As you can see, each of these concepts have different use cases and different ways to approach them. While BigData can leverage the use of unstructured data, it is mainly built for developer, who will have to then build things on top of its infrastructure to unleash its potential. EDW is quite different, the use of structured data (known and qualified data) is automatically leveraged (meaning once the infrastucture is readily available, minimal developer input is required) and most of the job will be on designing and building the reports to sweat each data asset available.

BigData

BigData has an important part in the future analytics environment every company would want to put in place because it helps in the analysis of lots of data and data sources; but these data sources will be coming from unknown or outside the companies controlled environment like emails, social networks, mobile data, etc as these are fields most companies are getting into. For many, the absence of structure allows to store any data, as they come and whenever they come, which is great. This is the concept of “Store First and Define how to use it after”. The arguments against EDW are:

  • Rigidity against Flexibility: EDW are rigid because data is too structured, BigData is flexible because it has not structure anything can be store
  • Cost effectiveness: EDW is said to be costly while BigData can start from anything and grow later.

Enterprise Data Warehouse

When it comes to EDW, data has to be structured in an RDBMS schema but this does not mean that the schema has to be rigid/unflexible. Rigidity comes only with bad or inadequate architecture or with rigid policies around the said data (like regulatory requirements, internal policies, IT policies, etc). Structure is not really a bad thing; especially when you need to ensure some level of quality in what you present to the business. I can see financial, sales, customer base reports built on un-asserted and unqualified data. This kind of requirements are solved only using Structured Data. The concept here is completely different as a “Know first and store after” one. Now about the arguments between BigData vs EDW:

  • Rigidity: As I said, rigidity is required in some areas of analytics and business intelligence. BigData will never go back or add features to support Structured Data because it will be reinventing the wheel and it will also defeat its initial purpose.
  • Cost Effectiveness: EDW can also start small and grow big with time, it has be implemented in a phased approach. Building a BigData capable team takes also time and resources.

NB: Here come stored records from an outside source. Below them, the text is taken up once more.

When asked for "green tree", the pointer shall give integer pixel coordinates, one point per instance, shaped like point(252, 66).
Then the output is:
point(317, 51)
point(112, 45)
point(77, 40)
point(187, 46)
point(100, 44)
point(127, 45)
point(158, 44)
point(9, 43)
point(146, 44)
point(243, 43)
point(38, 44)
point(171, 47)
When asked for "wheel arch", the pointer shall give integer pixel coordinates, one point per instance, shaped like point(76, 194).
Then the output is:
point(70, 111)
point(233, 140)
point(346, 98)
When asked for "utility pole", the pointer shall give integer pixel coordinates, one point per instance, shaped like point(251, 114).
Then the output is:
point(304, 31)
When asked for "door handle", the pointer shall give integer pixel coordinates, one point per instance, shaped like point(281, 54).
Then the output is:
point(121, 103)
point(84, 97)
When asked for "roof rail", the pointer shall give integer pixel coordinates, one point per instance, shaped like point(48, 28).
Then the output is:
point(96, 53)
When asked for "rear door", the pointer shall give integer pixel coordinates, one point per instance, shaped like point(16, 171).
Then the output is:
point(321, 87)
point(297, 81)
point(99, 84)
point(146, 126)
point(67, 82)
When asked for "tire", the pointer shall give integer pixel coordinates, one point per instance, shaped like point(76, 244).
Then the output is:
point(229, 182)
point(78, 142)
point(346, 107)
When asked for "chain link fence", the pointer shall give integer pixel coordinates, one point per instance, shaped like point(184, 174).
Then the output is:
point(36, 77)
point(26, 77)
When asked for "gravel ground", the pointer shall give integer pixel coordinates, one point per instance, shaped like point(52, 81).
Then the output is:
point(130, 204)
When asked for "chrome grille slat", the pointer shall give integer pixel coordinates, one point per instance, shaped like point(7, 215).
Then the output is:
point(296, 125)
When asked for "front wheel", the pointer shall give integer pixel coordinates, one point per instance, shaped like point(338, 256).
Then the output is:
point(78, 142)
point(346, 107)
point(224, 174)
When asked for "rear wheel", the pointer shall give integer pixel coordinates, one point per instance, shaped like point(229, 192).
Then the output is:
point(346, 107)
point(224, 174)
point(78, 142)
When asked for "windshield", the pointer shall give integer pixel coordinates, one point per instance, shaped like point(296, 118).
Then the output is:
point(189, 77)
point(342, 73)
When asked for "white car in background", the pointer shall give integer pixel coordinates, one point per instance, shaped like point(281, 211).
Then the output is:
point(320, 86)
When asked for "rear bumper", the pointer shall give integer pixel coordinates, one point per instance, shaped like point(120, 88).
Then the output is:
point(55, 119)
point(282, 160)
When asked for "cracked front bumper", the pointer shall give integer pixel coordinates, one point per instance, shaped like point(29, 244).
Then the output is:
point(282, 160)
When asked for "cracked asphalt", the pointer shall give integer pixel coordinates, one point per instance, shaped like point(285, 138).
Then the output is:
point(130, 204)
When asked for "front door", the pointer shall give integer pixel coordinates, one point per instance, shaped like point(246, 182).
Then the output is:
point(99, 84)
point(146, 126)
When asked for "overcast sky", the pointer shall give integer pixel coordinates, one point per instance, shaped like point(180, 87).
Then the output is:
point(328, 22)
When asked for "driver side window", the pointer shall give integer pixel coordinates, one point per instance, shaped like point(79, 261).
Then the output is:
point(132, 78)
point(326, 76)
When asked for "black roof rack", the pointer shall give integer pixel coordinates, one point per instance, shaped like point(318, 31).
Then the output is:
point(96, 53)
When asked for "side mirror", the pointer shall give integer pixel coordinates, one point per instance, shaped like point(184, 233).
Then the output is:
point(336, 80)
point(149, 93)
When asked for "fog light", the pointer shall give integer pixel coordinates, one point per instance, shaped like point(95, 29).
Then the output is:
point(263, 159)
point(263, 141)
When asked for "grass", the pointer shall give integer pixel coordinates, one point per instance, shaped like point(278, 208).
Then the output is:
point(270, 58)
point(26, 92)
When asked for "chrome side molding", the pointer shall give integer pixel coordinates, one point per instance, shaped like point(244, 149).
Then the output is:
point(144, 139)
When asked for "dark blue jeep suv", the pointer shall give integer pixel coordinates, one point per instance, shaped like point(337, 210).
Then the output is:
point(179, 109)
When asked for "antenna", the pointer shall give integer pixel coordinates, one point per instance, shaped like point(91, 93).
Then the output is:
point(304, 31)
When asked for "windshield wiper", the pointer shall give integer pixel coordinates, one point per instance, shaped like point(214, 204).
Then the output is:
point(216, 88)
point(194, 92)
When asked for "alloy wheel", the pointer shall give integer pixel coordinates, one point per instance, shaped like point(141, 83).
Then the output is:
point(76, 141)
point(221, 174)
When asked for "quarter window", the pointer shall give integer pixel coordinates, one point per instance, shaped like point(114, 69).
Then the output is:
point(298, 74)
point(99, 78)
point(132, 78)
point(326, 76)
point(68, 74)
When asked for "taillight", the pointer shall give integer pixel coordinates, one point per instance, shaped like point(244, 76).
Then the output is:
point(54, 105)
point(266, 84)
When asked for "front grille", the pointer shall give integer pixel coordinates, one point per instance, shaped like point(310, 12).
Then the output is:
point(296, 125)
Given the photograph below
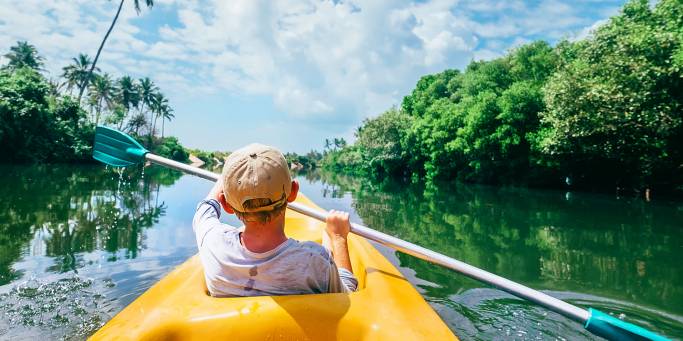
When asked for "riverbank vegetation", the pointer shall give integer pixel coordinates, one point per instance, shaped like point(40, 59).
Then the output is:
point(41, 120)
point(605, 111)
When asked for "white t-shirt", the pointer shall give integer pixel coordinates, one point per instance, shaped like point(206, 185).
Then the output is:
point(291, 268)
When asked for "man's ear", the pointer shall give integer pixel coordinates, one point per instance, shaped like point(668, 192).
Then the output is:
point(224, 203)
point(294, 191)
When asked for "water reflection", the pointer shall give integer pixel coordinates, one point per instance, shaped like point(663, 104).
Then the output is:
point(63, 218)
point(621, 252)
point(64, 211)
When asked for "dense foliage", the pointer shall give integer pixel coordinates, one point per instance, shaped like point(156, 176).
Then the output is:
point(40, 121)
point(605, 111)
point(36, 126)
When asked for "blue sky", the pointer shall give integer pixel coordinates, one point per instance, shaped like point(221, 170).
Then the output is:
point(287, 73)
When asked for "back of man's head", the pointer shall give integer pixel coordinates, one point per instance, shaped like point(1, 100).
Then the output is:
point(256, 182)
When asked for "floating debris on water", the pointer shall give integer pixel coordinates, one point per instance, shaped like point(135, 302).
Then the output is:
point(68, 308)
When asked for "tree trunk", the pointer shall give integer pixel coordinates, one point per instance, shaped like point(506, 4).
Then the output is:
point(99, 110)
point(99, 50)
point(154, 124)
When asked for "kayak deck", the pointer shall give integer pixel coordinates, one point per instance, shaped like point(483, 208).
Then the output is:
point(386, 306)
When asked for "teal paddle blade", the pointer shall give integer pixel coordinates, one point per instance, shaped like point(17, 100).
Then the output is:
point(612, 328)
point(117, 149)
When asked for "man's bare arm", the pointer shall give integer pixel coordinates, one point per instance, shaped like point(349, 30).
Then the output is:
point(338, 228)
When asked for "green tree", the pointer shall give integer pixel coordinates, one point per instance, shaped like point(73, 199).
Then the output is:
point(102, 94)
point(615, 110)
point(147, 93)
point(128, 95)
point(77, 73)
point(39, 127)
point(159, 104)
point(166, 114)
point(23, 55)
point(149, 4)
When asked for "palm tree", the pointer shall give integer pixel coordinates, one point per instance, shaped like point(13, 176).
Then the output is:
point(102, 92)
point(147, 89)
point(158, 105)
point(77, 72)
point(138, 121)
point(128, 95)
point(166, 114)
point(24, 55)
point(149, 4)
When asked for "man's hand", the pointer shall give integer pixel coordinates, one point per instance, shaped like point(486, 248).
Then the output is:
point(216, 190)
point(338, 225)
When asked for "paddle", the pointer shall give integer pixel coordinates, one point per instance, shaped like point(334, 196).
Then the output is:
point(117, 149)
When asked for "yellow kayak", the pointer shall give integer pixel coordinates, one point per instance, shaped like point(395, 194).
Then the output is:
point(385, 307)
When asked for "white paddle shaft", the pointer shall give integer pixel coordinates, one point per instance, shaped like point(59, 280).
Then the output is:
point(519, 290)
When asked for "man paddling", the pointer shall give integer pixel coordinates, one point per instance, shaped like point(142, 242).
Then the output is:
point(258, 258)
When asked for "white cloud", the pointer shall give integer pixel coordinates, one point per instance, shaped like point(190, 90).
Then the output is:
point(314, 60)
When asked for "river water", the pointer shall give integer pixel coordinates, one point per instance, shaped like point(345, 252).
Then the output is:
point(79, 243)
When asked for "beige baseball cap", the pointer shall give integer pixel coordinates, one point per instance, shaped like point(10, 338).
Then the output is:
point(256, 171)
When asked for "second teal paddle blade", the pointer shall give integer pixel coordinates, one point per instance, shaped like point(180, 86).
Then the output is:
point(117, 149)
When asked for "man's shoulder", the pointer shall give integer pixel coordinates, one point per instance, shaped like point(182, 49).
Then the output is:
point(312, 249)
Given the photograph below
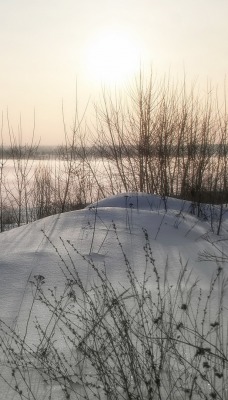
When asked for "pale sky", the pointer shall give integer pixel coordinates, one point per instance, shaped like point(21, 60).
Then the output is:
point(48, 45)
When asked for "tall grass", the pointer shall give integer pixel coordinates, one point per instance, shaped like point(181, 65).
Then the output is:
point(158, 137)
point(142, 339)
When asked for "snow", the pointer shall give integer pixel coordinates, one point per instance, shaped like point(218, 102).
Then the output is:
point(174, 233)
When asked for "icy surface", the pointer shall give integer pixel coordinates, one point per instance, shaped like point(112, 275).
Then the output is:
point(175, 233)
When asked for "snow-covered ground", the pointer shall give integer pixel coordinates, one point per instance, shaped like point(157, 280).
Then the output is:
point(175, 234)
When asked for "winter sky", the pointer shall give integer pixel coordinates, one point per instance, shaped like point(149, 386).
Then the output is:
point(46, 46)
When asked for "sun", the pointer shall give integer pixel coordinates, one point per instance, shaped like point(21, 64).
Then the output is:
point(112, 57)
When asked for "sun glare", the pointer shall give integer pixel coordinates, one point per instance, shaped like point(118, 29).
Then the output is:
point(112, 57)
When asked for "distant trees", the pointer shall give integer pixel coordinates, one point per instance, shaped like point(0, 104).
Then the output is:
point(157, 137)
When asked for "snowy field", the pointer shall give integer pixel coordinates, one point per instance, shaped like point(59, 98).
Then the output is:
point(177, 237)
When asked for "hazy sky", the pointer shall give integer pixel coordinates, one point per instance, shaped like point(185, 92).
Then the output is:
point(48, 45)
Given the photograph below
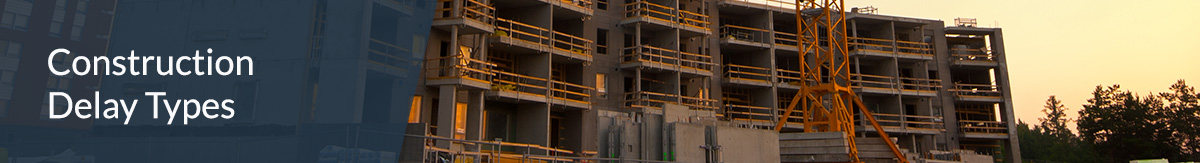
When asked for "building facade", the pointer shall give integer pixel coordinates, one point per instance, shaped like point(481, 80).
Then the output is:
point(543, 72)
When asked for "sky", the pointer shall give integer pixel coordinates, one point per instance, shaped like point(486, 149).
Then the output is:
point(1068, 47)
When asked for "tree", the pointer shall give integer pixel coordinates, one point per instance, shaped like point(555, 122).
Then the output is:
point(1183, 116)
point(1125, 126)
point(1055, 124)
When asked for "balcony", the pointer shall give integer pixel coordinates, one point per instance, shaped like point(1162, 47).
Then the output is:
point(787, 41)
point(983, 58)
point(521, 37)
point(744, 38)
point(987, 130)
point(747, 76)
point(874, 84)
point(459, 70)
point(905, 124)
point(659, 17)
point(919, 86)
point(573, 47)
point(888, 48)
point(666, 59)
point(474, 16)
point(759, 5)
point(577, 7)
point(789, 78)
point(649, 100)
point(697, 103)
point(749, 113)
point(517, 88)
point(978, 92)
point(570, 95)
point(696, 64)
point(649, 56)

BigData and Enterprise Data Warehouse

These two concepts do not oppose to each other as said earlier, each one has its own uses cases and scenarios. In some cases, you may have mainly operational databases which have structured data and you can rely solely on EDW, while in other scenarios or industries you need a big bunch of raw data to run the show.

Building an EDW can also help to build open-standards APIs to allow flexibility in the implementation of future BigData initiatives as it is easier to build one API from an approved/qualified source of data rather from multiple operational sources.

To end it: BigData and Enterprise Data Warehouse are not opposing concepts, they should rather work together to answer bigger questions like: Those numbers in our structured reports what do they relate to? who are they? how do they live? etc.